Tremblay plays August “Auggie” Pullman, a young boy with facial deformities entering the fifth grade. Previously home schooled, Auggie has been shielded from the public eye and home schooled by his mother Isabel (Julia Roberts). With the urging of his mother and father Nate (Owen Wilson) and support of his sister Olivia (Izabela Vidovic), Auggie summons the courage to attempt to attend Beecher Prep, a private school, and interact with kids his own age. The transition isn’t easy at first as Auggie is an outcast from the other kids who initially can’t see past his deformities. Slowly, members of Auggie’s class see past Auggie’s visible deformities and realize he’s really a great person and has an endearing personality. Eventually, Auggie makes some friends and life at school becomes a little bit easier for him.

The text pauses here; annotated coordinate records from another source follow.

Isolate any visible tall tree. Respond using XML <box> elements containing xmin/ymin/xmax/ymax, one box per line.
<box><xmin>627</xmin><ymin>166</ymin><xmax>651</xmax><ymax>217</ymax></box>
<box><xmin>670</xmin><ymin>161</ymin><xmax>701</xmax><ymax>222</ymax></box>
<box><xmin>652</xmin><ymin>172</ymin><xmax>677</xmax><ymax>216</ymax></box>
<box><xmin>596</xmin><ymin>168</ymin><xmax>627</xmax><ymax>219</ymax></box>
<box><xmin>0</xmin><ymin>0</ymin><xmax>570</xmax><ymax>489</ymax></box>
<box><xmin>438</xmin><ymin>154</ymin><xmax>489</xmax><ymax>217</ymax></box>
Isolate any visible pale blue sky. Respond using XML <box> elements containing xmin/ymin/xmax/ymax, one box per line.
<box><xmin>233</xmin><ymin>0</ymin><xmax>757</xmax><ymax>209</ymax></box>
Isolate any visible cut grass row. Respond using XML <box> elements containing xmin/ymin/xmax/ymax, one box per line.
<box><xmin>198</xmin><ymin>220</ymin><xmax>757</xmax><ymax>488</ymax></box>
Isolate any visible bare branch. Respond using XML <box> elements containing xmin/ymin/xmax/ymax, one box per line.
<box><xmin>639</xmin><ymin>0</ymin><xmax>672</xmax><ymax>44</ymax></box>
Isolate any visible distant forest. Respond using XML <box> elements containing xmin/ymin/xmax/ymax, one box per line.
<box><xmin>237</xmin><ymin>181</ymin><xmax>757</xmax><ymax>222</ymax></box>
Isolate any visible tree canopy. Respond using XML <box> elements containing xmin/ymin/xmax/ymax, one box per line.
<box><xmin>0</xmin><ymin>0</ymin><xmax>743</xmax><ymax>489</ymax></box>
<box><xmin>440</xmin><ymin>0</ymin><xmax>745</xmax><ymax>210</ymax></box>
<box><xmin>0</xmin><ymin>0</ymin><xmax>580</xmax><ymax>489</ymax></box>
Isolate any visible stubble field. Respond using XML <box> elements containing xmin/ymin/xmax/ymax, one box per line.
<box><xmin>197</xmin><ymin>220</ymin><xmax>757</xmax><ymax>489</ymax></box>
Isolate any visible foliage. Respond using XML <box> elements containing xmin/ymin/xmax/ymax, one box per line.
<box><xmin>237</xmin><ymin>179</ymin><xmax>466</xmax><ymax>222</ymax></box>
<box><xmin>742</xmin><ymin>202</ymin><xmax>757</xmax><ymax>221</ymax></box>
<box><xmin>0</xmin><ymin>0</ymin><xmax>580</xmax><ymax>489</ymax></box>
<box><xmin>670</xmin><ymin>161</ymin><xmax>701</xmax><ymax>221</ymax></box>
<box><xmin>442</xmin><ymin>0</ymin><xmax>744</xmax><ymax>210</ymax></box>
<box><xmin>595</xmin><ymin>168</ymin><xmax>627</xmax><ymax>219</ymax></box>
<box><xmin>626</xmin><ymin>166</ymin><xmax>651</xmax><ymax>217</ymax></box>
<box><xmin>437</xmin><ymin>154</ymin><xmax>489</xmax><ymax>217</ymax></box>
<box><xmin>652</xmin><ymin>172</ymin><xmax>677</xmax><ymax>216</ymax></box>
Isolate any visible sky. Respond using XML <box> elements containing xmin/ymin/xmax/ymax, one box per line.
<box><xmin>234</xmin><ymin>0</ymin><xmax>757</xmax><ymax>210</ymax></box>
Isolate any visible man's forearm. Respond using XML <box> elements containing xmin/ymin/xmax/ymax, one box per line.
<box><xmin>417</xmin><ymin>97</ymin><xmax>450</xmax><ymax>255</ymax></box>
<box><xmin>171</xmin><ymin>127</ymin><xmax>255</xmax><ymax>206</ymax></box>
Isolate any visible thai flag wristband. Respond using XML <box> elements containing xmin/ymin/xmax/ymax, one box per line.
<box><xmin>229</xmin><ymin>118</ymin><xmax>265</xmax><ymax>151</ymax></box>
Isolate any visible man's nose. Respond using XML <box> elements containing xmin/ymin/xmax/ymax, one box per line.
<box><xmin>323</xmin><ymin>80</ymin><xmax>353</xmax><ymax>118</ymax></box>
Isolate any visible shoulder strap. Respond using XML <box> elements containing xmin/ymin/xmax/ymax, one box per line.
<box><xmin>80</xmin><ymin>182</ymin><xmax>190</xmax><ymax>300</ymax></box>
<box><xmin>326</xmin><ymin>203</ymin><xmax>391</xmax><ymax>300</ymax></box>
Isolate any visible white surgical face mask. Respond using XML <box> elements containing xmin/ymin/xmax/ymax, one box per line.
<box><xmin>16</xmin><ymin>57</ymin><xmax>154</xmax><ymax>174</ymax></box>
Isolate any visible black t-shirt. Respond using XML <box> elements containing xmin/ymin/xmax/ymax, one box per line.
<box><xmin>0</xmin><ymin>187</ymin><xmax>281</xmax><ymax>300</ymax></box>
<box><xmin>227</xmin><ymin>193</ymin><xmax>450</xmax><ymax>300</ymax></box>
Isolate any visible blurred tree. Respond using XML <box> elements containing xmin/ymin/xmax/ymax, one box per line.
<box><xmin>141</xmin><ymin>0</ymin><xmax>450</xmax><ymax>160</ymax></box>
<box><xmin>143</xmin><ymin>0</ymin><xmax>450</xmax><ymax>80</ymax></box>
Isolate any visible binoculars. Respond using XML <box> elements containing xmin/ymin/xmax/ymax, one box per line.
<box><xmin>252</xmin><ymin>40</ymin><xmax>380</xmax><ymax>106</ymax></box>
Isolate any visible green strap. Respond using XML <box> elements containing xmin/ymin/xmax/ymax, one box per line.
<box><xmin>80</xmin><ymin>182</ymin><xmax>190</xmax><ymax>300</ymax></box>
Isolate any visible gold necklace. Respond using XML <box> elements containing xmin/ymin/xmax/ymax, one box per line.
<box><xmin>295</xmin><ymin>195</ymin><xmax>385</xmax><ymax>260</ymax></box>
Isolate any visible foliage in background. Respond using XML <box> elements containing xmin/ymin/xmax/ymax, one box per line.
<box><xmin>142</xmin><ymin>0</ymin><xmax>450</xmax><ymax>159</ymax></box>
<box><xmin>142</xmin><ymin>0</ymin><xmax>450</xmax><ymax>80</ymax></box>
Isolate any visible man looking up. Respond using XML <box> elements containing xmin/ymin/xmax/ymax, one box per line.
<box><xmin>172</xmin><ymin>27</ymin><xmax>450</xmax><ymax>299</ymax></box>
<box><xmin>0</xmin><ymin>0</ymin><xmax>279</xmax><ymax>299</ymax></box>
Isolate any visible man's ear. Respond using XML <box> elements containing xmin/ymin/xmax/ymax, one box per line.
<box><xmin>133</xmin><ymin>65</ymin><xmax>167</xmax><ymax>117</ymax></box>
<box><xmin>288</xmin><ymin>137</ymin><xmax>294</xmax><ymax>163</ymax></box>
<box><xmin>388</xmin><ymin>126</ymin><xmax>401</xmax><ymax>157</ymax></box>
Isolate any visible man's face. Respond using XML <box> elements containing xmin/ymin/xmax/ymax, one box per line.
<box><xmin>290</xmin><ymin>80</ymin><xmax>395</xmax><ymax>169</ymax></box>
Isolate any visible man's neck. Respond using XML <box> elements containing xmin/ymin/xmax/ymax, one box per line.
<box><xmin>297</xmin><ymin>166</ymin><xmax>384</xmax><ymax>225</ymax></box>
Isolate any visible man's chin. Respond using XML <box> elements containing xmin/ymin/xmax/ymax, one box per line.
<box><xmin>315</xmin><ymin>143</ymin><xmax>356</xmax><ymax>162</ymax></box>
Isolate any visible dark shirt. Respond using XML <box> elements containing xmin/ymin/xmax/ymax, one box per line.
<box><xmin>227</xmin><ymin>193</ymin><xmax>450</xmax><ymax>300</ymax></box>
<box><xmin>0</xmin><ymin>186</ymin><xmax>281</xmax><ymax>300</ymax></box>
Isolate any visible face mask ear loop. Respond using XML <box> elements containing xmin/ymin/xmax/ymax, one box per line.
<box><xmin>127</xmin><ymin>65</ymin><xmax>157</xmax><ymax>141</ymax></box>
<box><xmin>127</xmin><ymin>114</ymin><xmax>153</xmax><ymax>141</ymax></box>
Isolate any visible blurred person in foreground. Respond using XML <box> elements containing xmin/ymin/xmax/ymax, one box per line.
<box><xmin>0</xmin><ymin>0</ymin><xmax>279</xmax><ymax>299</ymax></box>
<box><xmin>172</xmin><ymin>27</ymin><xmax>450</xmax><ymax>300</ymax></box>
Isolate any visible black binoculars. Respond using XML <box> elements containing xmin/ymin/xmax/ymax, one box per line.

One thing Wonder does differently is flip the story around a little bit and tell Auggie’s story from some of the other character’s points of view that are impacted by Auggie. It’s a subtly different approach that does an excellent job of capturing perspective of the other characters. It gives the film some added depth and a layer that separates it from the typical manipulative tearjerker and isn’t necessarily cut from the same cloth as these types of films usually are. That’s not to say Wonder isn’t a manipulative tearjerker. It is. But it’s different in this respect and delivers the feels a little bit more effectively because of this added layer of storytelling not always present in this type of film.
If you end up seeing Wonder and hating it, I feel like you might have known before walking in that you weren’t going to care for this film. I’m also going to judge you and assume you’ve lived a rather jaded life and have a level of pessimism that we aren’t likely to reverse any time soon. Maybe that’s a bit harsh. However, the idea here isn’t to scold someone for their tastes but warn them if they aren’t a fan of sugary sweet affirmations with an overtly positive messages, there’s probably nothing Wonder can do to win them over. Again, that’s likely a small minority which is supported by the success this film has had at the box office. So, for the majority of you, you will enjoy Wonder and experience a wide variety of emotions but you might want to sneak in a few tissues. There’s a chance you might need them.
“Spoiler Free” Pros
- Tremblay: The Best Young Actor of the 2010s
In 2015, Tremblay burst onto the scene with his spellbinding performance in Room. Since then, he’s been mired in some lesser roles but, even in those lesser roles, you can see the talent he possesses. It’s refreshing for this brilliant young actor to get another great role and he does an amazing job of playing Auggie and bringing his struggle to life on screen.
- The Supporting Cast (Even Beyond Roberts and Wilson)
Both Julia Roberts and Owen Wilson nail their parts but it’s the rest of the cast, the children especially, who add some depth to this film.
- Mr. Browne’s Precepts
It’s no wonder author R.J. Palacio was able to make a spin-off to Wonder called 365 Days of Wonder: Mr. Browne’s Book of Precepts. As cornerstones to the film’s story, Mr. Browne’s Precepts pop up throughout the film. Played by Daveed Diggs, Mr. Browne’s role in the film is small but his precepts are a mechanism for driving the narrative and are both effective and inspiring. The most memorable is “When given the choice of being right or being kind, choose kind.”